Many studies collect imaging data at multiple sites. A single XNAT system is often used in studies like this to aggregate the data in a single, secure system from which the data can be reviewed, processed, and shared. However, getting the data from the remote sites to that central XNAT system can be challenging. XNAT's web-based upload tools provide a manual solution that is often a good choice. But for study sites with high volume data collection, complex protocols, or large images, a more automated approach can reduce the effort and error rate.
Within a local network, this sort of automation is typically achieved by sending data directly from the scanner to XNAT using DICOM network protocols. However, DICOM is not a secure protocol and should not be used on wide-area unsecured networks.
We have implemented XNAT Remote Data Relays to enable DICOM data to be automatically and securely sent from a remote scanner to a central XNAT system.
The XNAT Remote Data Relay receives data from the scanner over standard DICOM protocols and then forwards that data to the central XNAT over the secure, encrypted HTTPS protocol. What's the secret sauce? The relay actually runs a lightweight XNAT instance that includes the Xsync plugin. Xsync is quite flexible and can be configured at the individual project level to relay data to one or more remote XNAT systems.
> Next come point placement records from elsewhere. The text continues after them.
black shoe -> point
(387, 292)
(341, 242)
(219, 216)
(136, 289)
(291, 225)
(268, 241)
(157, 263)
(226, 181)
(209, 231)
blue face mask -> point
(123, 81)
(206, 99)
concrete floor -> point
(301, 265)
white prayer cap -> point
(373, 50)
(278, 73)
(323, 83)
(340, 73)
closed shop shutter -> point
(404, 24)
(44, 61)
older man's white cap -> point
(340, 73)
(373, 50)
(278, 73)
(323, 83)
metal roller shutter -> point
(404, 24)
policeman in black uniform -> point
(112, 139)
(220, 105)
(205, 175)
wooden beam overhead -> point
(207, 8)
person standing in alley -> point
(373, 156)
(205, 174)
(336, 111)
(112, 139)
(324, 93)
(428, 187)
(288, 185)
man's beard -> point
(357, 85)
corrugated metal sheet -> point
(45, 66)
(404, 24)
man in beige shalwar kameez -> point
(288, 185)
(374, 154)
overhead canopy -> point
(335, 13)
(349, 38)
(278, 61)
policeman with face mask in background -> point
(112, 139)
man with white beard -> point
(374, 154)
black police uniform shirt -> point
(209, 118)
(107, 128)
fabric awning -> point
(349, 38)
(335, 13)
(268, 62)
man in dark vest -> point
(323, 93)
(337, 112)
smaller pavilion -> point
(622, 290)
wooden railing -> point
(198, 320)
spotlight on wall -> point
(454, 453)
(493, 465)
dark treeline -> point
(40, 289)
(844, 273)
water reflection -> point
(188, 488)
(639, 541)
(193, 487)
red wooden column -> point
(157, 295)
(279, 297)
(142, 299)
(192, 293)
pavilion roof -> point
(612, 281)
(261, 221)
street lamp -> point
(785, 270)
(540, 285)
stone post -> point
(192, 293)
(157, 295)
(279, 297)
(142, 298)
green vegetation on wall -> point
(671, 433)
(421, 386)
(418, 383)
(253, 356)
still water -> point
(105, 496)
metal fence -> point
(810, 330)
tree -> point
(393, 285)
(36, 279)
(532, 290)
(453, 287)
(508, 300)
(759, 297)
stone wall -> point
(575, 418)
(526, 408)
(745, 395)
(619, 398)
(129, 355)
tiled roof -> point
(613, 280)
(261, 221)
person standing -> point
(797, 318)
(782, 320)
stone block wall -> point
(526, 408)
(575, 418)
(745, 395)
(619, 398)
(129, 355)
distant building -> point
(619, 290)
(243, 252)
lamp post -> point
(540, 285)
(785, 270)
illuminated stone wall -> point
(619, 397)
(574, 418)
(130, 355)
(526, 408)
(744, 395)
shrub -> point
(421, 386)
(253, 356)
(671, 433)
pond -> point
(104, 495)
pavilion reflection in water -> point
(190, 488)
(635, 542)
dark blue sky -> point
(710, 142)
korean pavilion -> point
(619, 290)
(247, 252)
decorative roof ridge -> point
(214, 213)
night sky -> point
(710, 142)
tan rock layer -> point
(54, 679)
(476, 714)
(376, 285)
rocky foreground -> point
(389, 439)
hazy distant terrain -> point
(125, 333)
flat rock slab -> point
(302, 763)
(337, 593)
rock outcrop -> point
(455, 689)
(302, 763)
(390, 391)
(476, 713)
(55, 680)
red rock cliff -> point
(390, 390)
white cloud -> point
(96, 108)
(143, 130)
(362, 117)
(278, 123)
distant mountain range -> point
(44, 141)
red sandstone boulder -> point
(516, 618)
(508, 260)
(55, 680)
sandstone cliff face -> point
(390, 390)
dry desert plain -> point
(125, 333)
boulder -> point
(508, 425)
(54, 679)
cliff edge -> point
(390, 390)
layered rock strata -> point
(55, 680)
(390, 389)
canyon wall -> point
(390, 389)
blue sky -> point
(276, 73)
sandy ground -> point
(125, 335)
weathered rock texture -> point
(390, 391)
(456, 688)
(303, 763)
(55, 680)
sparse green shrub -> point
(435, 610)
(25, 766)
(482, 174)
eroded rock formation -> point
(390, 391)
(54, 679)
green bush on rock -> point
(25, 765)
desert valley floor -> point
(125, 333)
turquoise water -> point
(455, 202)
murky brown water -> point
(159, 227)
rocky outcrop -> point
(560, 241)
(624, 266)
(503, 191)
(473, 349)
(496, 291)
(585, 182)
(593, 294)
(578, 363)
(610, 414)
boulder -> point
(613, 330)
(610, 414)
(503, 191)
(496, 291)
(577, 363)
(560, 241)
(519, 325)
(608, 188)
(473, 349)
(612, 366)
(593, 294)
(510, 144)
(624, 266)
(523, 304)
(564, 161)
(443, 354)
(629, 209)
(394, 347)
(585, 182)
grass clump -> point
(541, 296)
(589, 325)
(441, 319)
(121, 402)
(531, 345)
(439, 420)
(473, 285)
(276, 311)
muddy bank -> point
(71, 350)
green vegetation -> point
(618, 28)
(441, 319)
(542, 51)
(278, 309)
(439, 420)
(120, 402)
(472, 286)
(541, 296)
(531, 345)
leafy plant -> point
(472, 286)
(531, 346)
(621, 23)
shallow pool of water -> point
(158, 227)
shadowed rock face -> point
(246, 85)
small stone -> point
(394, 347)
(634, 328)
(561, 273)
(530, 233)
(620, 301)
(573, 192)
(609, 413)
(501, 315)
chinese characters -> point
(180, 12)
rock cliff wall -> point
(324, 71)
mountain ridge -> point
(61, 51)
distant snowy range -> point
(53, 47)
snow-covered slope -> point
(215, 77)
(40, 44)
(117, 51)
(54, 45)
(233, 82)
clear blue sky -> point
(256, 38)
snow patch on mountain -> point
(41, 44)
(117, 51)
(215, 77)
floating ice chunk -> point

The XNAT relay server is very lightweight and can be run on very small footprint hardware such as an Intel NUC.
The XNAT Remote Data Relay can be run on most any hardware or virtual computing systems. In multi-center studies where a central coordinating site is building and shipping the relays, a small footprint system can be a cost effective and usable approach. The sample systems illustrated below follow the small footprint principle. They are relatively cheap (<$600), super portable, and have proven to be quite hardy.
Very little compute power is needed; however, reliability is essential. We have had very good results from the Intel NUC computing platform with SSD storage. Here is a typical build we have used in 2016/2017:
Siemens raw k-space data can be rather data high volume and requires more storage. While the NUC with an SSD could potentially store 4TB of data if using all SSD, the cost becomes very high. In this case we build a mini-server.
In order to collect raw data the data relay must be connected directly to the scanner's back end network.